Zeven oorzaken voor sterkere afkoeling woningmarkt

Met de Nederlandse woningmarkt gaat het minder goed dan gedacht. Reden voor ABN Amro om zijn prognoses te verlagen.

Cubes,With,The,Word,"sell",And,Hand,Turning,A,Cube
Peter Hanff
Senior redacteur Vastgoedmarkt

Ging de bank voor 2022 eerst nog uit van 15 procent minder transacties dan het voorgaande jaar, nu verwacht ABN Amro een daling van 17,5 procent. Voor 2023 is de verwachting niet meer een stabilisatie van het aantal transacties, maar een daling van 2,5 procent. Vanaf volgend jaar zwakt ook de prijsstijging af. Voor 2022 gaat de bank wel uit van een hogere prijsstijging: niet 12,5 procent maar 15 procent. Maar voor 2023 verwacht de bank een prijsstijging van 2,5 procent in plaats van 5 procent. Ook in de jaren daarna zal de prijsontwikkeling volgens ABN Amro gematigd zijn. Dit zijn de redenen waarom de bank een sterkere afkoeling verwacht.

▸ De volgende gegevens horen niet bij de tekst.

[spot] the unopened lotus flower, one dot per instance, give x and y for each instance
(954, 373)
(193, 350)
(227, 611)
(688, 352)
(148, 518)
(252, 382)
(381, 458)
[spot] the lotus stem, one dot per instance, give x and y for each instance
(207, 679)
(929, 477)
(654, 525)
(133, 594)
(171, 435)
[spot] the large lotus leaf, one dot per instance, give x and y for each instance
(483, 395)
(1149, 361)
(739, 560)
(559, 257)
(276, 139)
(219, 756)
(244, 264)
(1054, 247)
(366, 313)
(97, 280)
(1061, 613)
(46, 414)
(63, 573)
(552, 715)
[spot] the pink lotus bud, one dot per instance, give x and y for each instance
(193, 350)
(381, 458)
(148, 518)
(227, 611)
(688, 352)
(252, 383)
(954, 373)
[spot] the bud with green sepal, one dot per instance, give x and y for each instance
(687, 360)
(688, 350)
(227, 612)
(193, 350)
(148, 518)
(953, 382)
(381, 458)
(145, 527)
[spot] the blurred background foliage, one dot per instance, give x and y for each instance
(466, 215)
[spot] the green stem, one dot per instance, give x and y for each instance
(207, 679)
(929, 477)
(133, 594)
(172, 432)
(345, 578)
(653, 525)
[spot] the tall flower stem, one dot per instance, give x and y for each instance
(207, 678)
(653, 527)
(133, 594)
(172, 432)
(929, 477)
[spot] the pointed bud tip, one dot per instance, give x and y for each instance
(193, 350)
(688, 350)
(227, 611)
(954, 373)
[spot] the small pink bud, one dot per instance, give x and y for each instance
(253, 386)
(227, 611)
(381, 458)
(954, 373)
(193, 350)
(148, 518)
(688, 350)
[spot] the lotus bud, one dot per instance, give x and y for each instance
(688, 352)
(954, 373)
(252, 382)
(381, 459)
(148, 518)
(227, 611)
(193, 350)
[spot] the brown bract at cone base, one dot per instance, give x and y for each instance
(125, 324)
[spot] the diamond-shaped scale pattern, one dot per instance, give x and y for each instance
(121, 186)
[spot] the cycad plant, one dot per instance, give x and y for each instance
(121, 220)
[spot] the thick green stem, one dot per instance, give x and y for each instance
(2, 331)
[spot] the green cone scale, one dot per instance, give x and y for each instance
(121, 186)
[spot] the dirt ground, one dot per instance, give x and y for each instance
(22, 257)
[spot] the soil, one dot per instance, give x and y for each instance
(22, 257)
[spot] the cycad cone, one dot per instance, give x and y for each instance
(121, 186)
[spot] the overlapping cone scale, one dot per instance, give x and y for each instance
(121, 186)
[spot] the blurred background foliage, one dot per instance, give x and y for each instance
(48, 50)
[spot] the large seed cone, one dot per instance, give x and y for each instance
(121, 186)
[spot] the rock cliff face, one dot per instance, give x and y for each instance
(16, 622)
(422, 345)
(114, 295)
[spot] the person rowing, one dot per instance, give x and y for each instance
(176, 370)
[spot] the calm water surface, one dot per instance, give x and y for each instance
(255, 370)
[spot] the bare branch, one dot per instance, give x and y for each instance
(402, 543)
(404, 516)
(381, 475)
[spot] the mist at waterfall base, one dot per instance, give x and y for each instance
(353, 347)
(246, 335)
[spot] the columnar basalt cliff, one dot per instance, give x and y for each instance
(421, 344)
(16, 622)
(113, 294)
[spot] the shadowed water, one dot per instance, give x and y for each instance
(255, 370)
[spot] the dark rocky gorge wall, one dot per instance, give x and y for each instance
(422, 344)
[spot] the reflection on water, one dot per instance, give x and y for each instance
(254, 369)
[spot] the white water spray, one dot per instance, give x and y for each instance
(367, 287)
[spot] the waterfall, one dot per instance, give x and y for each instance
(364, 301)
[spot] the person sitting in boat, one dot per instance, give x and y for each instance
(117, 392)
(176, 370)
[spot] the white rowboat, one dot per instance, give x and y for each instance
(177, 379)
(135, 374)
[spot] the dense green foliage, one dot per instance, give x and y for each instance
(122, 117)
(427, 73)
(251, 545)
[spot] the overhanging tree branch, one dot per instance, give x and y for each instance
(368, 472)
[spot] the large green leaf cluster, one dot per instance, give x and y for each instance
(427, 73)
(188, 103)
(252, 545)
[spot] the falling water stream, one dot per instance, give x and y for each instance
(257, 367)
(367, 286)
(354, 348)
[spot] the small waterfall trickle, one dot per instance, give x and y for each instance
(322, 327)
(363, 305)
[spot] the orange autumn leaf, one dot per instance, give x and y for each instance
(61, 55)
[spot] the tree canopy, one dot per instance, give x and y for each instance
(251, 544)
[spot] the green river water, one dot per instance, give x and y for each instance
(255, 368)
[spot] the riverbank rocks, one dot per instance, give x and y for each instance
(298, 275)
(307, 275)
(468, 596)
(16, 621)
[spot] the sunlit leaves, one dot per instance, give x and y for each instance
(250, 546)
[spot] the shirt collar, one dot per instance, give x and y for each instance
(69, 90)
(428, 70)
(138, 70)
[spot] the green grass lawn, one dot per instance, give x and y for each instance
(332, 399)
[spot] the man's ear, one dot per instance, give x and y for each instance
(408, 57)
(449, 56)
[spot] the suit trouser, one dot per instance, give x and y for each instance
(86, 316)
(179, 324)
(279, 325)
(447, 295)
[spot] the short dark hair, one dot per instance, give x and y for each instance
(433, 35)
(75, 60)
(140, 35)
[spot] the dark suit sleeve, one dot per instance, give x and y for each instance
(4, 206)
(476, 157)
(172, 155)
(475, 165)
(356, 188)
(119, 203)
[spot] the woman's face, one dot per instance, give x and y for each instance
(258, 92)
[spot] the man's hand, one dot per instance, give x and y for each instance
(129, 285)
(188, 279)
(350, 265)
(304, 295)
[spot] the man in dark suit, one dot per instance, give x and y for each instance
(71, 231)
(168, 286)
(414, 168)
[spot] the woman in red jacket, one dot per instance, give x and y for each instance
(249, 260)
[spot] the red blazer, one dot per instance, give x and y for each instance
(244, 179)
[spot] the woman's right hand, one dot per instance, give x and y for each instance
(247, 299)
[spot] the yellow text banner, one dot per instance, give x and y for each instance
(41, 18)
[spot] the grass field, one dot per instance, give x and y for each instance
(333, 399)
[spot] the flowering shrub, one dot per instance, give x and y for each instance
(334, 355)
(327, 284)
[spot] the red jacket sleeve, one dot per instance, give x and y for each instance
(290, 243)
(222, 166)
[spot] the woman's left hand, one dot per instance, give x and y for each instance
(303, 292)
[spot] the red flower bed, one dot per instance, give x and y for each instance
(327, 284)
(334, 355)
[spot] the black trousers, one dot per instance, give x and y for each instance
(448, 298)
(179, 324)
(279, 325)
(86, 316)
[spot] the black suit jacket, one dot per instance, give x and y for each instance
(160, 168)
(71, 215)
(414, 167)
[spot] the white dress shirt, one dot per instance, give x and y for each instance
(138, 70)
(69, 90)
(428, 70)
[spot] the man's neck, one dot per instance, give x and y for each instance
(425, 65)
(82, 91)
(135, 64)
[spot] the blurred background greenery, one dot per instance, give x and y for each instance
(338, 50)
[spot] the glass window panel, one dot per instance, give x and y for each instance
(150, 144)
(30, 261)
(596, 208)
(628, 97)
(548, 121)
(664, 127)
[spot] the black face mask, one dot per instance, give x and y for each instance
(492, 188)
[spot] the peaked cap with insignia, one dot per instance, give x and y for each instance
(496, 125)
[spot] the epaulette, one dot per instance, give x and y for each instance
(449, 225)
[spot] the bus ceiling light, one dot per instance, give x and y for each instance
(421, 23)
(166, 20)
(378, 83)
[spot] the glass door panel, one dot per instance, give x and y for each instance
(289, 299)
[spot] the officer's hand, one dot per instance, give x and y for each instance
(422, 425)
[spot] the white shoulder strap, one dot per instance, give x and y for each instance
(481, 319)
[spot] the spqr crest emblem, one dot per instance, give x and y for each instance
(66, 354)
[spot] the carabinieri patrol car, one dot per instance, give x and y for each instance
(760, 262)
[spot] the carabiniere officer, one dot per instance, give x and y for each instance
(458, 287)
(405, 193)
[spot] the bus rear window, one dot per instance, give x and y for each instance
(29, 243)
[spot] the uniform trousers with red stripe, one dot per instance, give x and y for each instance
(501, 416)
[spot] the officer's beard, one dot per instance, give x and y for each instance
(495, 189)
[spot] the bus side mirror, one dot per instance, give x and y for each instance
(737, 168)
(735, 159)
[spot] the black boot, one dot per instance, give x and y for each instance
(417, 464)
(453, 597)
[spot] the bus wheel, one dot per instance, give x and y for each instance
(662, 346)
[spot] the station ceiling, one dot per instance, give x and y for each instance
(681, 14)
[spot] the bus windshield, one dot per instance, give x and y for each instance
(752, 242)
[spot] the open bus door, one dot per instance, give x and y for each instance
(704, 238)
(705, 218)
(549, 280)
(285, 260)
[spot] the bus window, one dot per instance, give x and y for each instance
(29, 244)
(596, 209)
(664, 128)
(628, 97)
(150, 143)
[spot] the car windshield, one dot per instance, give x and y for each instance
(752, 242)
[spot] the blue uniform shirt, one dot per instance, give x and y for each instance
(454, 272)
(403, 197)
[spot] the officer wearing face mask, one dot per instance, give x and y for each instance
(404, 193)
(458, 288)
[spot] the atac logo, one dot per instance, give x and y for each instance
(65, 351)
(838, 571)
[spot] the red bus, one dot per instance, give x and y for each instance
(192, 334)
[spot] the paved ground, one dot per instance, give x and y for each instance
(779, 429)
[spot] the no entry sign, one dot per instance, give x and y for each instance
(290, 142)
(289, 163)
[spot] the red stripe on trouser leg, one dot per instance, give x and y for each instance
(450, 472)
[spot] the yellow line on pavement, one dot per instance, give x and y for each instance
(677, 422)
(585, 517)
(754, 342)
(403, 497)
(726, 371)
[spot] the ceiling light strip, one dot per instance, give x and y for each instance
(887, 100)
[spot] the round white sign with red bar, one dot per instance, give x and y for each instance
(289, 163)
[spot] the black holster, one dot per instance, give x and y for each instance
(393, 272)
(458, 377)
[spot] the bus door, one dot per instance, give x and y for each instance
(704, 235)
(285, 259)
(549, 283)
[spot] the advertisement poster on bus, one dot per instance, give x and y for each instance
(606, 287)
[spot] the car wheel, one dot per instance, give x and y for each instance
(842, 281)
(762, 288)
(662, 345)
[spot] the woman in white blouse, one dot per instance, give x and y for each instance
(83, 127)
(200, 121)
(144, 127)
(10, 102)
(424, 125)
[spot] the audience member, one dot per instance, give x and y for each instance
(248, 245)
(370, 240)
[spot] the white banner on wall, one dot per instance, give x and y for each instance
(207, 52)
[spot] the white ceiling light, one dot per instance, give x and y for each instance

1. Tijdelijke inflatiestijging mogelijk niet zo tijdelijk

In theorie is de inflatiestijging nog uit te leggen als een gevolg van de oorlog in Oekraïne. Het militaire conflict joeg de energieprijzen op en verstoorde de productieketens. Toch is de Europese Centrale Bank (ECB) er niet gerust op dat de inflatie weer naar een lager niveau terugkeert. Dat komt doordat de inflatieverwachtingen van gezinnen en bedrijven stijgen. Noem het een self fulfilling prophecy, maar dan kan die stijging ook werkelijkheid worden.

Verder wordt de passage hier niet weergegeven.